In a recent opinion piece, Paraguayan outlet Ultima Hora cautions against the official and media hype surrounding hyperscale data centers and artificial intelligence, urging the country to adopt a smarter energy strategy. The article argues that while data center projects promise billions of dollars in investment, their high energy consumption, low skilled employment, and limited local value addition pose structural risks to national development.
The piece distinguishes between different types of data centers, recommending a selective policy that attracts medium-sized, specialized facilities focused on applied AI inference, regional cloud, and corporate services. These, it says, demand only 5 to 40 MW. In contrast, large AI training data centers—which can require over 100 MW—are described as “pure extractivism” and should face higher electricity tariffs and a cap on contracted power, with any additional needs self-generated.
Ultima Hora praises the tariff structure established by Decree 5307/26 for PtX (Power-to-X) industries, which convert renewable energy into green fuels or chemicals. The decree set a lower electricity price for this group, sparking protests from social groups, politicians, and even ANDE technicians who claimed it was a subsidy that would harm the state utility’s finances.
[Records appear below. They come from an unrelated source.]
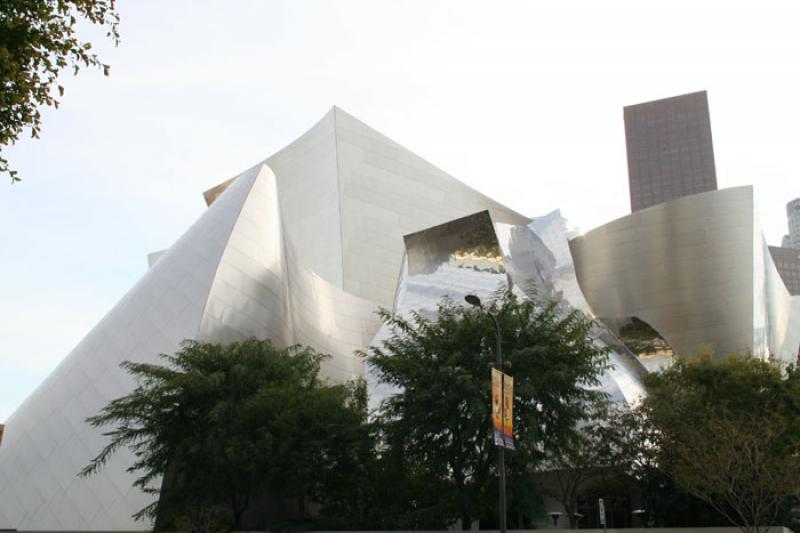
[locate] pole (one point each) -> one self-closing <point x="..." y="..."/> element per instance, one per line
<point x="501" y="451"/>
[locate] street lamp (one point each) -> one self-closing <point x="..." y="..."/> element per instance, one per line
<point x="501" y="455"/>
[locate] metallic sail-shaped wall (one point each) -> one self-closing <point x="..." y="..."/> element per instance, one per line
<point x="301" y="248"/>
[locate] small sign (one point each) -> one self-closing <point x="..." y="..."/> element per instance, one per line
<point x="503" y="409"/>
<point x="497" y="406"/>
<point x="602" y="512"/>
<point x="508" y="411"/>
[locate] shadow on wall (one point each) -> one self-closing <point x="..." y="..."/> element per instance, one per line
<point x="652" y="349"/>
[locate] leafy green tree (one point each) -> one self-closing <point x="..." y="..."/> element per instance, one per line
<point x="729" y="434"/>
<point x="38" y="39"/>
<point x="592" y="454"/>
<point x="230" y="425"/>
<point x="438" y="425"/>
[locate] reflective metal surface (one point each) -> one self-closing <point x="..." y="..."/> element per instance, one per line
<point x="472" y="255"/>
<point x="697" y="270"/>
<point x="301" y="248"/>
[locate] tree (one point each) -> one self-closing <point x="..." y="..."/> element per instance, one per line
<point x="228" y="425"/>
<point x="593" y="452"/>
<point x="729" y="434"/>
<point x="439" y="423"/>
<point x="38" y="39"/>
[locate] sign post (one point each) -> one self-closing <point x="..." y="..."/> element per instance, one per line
<point x="602" y="508"/>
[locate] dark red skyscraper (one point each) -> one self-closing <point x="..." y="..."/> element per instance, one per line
<point x="670" y="153"/>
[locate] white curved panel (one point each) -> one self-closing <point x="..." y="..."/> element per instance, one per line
<point x="46" y="441"/>
<point x="697" y="270"/>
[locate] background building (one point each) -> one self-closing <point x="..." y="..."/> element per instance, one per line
<point x="670" y="152"/>
<point x="792" y="240"/>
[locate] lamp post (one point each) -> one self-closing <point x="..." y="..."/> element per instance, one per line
<point x="501" y="456"/>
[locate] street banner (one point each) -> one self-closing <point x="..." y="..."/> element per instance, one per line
<point x="508" y="411"/>
<point x="602" y="509"/>
<point x="497" y="406"/>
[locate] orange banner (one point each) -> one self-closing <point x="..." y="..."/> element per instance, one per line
<point x="508" y="411"/>
<point x="497" y="406"/>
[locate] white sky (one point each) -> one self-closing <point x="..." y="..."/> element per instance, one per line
<point x="522" y="101"/>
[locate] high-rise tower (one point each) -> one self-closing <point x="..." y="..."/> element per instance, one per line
<point x="792" y="240"/>
<point x="670" y="153"/>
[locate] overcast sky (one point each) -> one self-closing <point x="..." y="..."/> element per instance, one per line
<point x="522" y="101"/>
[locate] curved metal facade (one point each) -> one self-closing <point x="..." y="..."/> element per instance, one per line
<point x="474" y="255"/>
<point x="697" y="270"/>
<point x="301" y="248"/>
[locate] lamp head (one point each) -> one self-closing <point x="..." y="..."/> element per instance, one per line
<point x="473" y="300"/>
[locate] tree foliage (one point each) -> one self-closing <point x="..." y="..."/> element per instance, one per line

The article refutes this, explaining that selling 40 MW to a single large consumer costs ANDE nothing in infrastructure, losses, or administration, whereas supplying the same power to a city of 80,000 inhabitants involves extensive grid costs, maintenance, metering, and billing.
The key metric, according to the analysis, is not total investment but the contribution to the national economy per megawatt-hour consumed. A comparison table (Cuadro 1) cited by Ultima Hora shows PtX industries as the most beneficial. The article concludes with a political framing: “Paraguay should not choose between bytes or molecules; it must choose between extractivism or development.”